An approach to high-level production of a mecasermin (somatomedin C) fused protein in Escherichia coli HB101

Abstract A method to produce a mecasermin fused protein on an industrial scale was investigated. We constructed a new expression vector (designated pLSD1) derived from pLHSdMmtrp (Saito, Y. et al. : J. Biochem., 101, 123–134, 1987) by introduction of a synthetic fd phage terminator and deletion of the rop region originating from pBR322. The plasmid, pLSD1, exhibited high stability and was present at high copy number in Escherichia coli HB101. Although the growth of E. coli HB101 pLSD1 was not sufficient for high-level production of the fused protein in a Trp-deficient medium such as M9CA medium, it was improved by growing the strain in a medium containing 0.7% yeast extract which was constantly supplied with glucose. E. coli HB101 requires Pro and Leu for its growth; however, excess Leu tended to inhibit the cell growth. From the results of investigation of the mechanism of inhibition by Leu, addition of Ile was found to prevent the inhibition.
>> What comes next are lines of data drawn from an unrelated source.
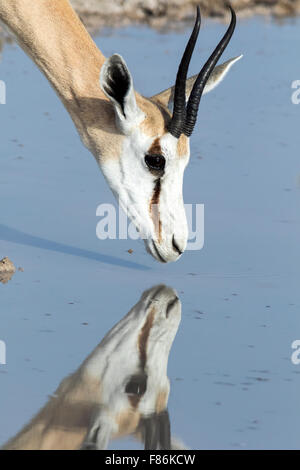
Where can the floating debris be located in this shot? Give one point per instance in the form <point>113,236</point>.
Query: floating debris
<point>7,270</point>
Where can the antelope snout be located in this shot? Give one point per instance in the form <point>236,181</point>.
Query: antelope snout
<point>166,249</point>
Consequently, high-level production of the fused protein was attained by (i) using pLSD1 as the expression vector, (ii) cultivation of E. coli HB101 pLSD1 in a medium containing 0.7% yeast extract, (iii) fed-batch cultivation with periodic addition of glucose, and (iv) addition of Pro, Leu and Ile during cultivation. The cell density reached an OD at 600 nm of 50.4 and production of the fused protein was 1.24 g/ l broth in a 150 l fermentor.